Observons d’abord l’objet car il est très joli à voir. Sous la direction artistique de Renzo Disperati, la couverture est d’une grande qualité d’impression pour y accueillir les dessins de Chloé Menous et, en 4 de couverture, un extrait de La Commedia de Dante Alighieri, tiré du « Paradis » XXXI, vv.7–9, est traduit par Jean-Charles Vegliante2. Et cet objet est aussi (voire surtout) d’une très grande qualité de mise en page typographique : la longueur des vers et leurs décrochements sont fidèlement reproduits dans la version originale et surtout dans la traduction en français.
Ces huit poésies sont en fait issues de la première partie du recueil de Claudia Azzola intitulé Tutte le forme di vita, ed. La vita felice, 2020. C’est Silvio Aman qui le présente en France et en propose, à l’occasion, des extraits en français dans le site « Terre à ciel »3.
Pouvoir lire au moins deux traductions d’un même texte original est une expérience enrichissante. L’objectif n’est pas de défendre l’une ou l’autre, bien entendu. Ce que je propose est plutôt une invitation à l’observation (comme lorsque l’on prend une loupe d’agrandissement) afin de réfléchir à l’acte de traduction (et donc à l’écriture dans une autre langue de ce que l’on comprend ou perçoit de la version originale).
Comparer un texte original avec plusieurs de ses traductions met inévitablement en lumière des choix de traduction. Observons par exemple, le dernier vers de l’une des poésies en italien (e il bombo* e la bombarda** terra.). Claudia Azzola a placé deux astérisques pour donner des informations sur les mots « bombo » et « bombarda » en pied de page. Ses notes sont traduites par Jean-Charles Vegliante qui ajoute, entre parenthèses carrées, une information supplémentaire « [Les deux termes, en it. Bombo et Bombarda, du lat. Bombus, “bruit sourd”] ». On comprend implicitement que la philologie est un élément important dans son choix de traduction.

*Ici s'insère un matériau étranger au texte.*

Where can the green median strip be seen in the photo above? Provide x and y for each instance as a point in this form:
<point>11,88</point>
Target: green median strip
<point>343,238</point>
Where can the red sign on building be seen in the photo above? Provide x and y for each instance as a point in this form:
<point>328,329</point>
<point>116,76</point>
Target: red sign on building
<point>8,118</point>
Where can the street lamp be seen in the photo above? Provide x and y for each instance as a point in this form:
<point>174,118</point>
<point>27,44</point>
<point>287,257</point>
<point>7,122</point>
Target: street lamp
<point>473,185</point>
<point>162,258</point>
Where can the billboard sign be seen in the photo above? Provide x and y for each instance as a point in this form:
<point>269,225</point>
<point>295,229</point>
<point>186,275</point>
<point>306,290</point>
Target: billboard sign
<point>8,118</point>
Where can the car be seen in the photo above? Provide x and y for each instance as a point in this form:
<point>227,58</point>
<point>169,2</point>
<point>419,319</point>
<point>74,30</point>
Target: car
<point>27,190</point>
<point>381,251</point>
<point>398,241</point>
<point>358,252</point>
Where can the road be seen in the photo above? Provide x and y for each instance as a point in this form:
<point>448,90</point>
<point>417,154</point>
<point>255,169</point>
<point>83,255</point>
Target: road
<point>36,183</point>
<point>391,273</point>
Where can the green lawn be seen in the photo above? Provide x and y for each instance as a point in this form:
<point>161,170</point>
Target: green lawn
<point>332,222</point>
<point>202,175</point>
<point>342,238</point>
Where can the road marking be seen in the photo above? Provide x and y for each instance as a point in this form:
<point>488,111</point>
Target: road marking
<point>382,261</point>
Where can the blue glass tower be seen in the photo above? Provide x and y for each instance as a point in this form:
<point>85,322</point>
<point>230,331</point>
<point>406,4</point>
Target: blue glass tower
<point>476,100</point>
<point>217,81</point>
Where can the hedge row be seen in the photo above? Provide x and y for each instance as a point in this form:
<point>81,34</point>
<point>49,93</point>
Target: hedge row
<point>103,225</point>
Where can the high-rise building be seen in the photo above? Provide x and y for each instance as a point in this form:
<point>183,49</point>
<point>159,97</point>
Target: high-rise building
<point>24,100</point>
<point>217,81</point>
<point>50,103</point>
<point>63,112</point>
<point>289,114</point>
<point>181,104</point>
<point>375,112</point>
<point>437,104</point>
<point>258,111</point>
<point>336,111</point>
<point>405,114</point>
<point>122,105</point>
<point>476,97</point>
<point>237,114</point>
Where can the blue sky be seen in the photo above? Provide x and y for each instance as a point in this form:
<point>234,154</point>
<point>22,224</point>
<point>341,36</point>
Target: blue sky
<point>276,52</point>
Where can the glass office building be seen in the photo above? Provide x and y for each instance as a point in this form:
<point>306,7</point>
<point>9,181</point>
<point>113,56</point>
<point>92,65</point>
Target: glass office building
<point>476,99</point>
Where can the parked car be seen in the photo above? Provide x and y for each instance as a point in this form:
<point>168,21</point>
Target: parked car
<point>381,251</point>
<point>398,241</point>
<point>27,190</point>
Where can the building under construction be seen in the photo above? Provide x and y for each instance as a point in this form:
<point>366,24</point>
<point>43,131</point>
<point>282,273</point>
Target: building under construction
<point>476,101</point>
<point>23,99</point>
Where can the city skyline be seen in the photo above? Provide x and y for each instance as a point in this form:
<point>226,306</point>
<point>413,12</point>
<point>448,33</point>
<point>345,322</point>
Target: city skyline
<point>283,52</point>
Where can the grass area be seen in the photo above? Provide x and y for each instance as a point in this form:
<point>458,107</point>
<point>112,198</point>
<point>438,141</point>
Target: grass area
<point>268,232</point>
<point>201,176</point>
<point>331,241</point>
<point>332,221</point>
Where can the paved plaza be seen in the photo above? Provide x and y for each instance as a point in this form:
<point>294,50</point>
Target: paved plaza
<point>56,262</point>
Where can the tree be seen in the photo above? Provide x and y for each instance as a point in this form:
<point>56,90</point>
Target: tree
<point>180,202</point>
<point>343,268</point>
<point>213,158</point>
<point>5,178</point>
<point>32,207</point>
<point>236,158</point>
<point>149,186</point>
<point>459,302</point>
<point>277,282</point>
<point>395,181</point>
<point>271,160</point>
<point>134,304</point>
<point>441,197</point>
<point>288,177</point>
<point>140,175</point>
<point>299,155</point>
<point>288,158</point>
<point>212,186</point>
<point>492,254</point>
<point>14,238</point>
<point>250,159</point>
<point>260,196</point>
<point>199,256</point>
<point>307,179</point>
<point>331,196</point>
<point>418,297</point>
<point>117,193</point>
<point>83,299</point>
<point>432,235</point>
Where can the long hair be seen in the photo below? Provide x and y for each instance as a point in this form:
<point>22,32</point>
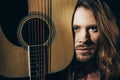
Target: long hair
<point>108,58</point>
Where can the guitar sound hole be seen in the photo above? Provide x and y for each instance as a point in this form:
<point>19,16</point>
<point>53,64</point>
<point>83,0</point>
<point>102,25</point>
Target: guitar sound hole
<point>35,31</point>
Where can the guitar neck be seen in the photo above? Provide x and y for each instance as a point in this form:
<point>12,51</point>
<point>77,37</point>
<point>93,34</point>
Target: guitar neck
<point>38,65</point>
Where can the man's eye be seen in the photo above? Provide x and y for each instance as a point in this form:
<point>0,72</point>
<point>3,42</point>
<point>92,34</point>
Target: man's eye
<point>93,29</point>
<point>75,28</point>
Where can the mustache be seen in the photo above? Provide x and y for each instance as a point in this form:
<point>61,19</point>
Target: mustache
<point>85,45</point>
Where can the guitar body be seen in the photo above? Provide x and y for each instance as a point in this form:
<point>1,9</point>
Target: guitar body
<point>57,15</point>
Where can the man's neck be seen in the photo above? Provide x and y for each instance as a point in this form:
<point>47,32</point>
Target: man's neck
<point>88,70</point>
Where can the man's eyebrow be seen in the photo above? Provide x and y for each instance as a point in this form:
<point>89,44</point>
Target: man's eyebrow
<point>92,25</point>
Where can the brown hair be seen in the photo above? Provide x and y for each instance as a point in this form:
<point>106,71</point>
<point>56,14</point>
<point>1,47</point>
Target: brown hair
<point>108,58</point>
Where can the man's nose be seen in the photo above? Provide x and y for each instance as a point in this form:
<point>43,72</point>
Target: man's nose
<point>83,36</point>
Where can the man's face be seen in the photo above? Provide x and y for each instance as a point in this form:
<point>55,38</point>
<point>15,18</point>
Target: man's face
<point>86,34</point>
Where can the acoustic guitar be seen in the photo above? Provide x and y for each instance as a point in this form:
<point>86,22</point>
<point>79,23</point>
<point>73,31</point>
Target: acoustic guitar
<point>45,38</point>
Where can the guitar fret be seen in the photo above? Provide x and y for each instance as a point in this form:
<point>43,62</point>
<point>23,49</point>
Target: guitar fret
<point>38,62</point>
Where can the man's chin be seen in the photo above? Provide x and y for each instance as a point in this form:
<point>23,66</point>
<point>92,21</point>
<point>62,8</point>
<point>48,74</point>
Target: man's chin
<point>84,58</point>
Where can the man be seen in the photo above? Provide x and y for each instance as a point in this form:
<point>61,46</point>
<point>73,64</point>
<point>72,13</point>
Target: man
<point>96,39</point>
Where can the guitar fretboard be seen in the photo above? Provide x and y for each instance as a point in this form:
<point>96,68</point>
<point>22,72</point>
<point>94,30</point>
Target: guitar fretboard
<point>38,62</point>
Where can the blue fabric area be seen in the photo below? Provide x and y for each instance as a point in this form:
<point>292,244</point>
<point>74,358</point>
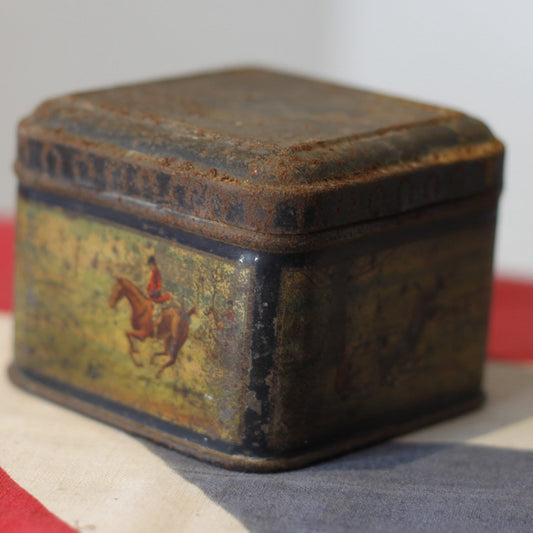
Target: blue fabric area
<point>391,487</point>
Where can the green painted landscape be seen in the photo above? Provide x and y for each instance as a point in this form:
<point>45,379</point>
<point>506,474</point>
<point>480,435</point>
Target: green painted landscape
<point>68,267</point>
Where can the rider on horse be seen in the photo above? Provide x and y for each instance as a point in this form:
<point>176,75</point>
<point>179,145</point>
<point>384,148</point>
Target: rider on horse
<point>154,286</point>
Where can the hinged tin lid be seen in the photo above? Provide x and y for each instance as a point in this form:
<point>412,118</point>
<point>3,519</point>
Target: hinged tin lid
<point>257,151</point>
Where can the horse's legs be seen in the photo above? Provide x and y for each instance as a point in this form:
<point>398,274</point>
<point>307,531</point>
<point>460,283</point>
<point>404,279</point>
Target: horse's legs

Ces deux mots sont également commentés par Silvio Aman qui se réfère à un insecte et à des instruments : « “bombo”, bourdon (insecte : bumbus terrestris) mais aussi à la bombarde, à double valeur sémantique, comme instrument à vent et instrument de guerre. ». Les deux traductions vont forcément être différentes puisque l’une va être davantage sensible au bruit (et le gros bourdon bombinant et la bombarde terre) en faisant le choix d’ajouter les mots « gros » et « bombinant », pour recréer un effet d’harmonie imitative ou suggestive d’un bruit d’une grande intensité (les allitérations en /b/ et en /o/) que le lecteur va attribuer à l’insecte, tandis que l’autre traduction (et le bourdon et la bombarde terre.) va être sensible seulement au « mot à mot » pour que le sens caché de l’original reste caché dans la traduction.

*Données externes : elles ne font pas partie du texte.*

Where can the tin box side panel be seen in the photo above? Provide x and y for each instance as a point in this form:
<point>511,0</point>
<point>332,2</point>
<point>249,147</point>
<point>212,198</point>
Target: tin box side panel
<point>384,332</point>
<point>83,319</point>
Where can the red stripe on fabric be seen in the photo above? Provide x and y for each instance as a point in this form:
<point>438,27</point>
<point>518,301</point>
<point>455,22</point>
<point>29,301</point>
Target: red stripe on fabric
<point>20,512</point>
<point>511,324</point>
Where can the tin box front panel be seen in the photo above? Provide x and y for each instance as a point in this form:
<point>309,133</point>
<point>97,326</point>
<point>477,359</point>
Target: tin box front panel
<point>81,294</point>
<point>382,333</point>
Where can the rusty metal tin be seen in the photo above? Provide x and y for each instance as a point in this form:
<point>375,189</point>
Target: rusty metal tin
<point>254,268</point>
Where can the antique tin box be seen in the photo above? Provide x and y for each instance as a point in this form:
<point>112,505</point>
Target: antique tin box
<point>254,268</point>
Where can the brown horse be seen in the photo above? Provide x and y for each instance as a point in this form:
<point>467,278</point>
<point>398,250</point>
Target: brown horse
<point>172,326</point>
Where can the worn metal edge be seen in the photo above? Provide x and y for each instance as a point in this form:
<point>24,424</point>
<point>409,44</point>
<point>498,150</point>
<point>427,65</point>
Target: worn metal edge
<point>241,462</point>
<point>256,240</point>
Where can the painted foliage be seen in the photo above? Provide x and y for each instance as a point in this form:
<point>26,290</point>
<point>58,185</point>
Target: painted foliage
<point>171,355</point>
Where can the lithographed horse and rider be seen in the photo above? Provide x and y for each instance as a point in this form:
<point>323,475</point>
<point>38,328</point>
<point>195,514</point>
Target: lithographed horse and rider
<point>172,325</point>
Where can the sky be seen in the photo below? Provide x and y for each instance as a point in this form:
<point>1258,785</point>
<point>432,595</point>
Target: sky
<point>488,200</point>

Bien entendu, la traduction « mot à mot » est, comme on peut souvent le lire, la plus « fidèle ». Mais… elle est fidèle à quoi ? Aux mots, ou à leur surplus de signification qu’ils organisent dans le texte poétique ? Selon moi, la traduction est « fidèle » quand elle est capable de transmettre le surplus de communication de l’original. Et il est donc légitime d’ajouter des mots dans la traduction car ils ne modifient pas ce que « dit » implicitement le texte d’origine.
À l’inverse, lorsque les mots n’organisent pas un surplus de communication, la traduction « mot à mot » est vraiment la bienvenue. Lisons par exemple le premier vers tiré de la même poésie (Questa è la legge della verità,). La traduction de Vegliante (Ceci est la loi de la vérité) reprend mot pour mot la version originale. Il est alors très étonnant, dans ce cas, de penser à changer la nature grammaticale des mots ou la syntaxe. Pourtant, c’est ce que donne à lire la traduction de Aman (Voici la loi de la vérité). Pourquoi remplacer le démonstratif « questa » par l’adverbe « voici » ? Pourquoi transformer la proposition complétive par une proposition nominale ? Qu’est-ce que ces changements apportent sinon de dire autrement ce qui peut être dit de la même façon ?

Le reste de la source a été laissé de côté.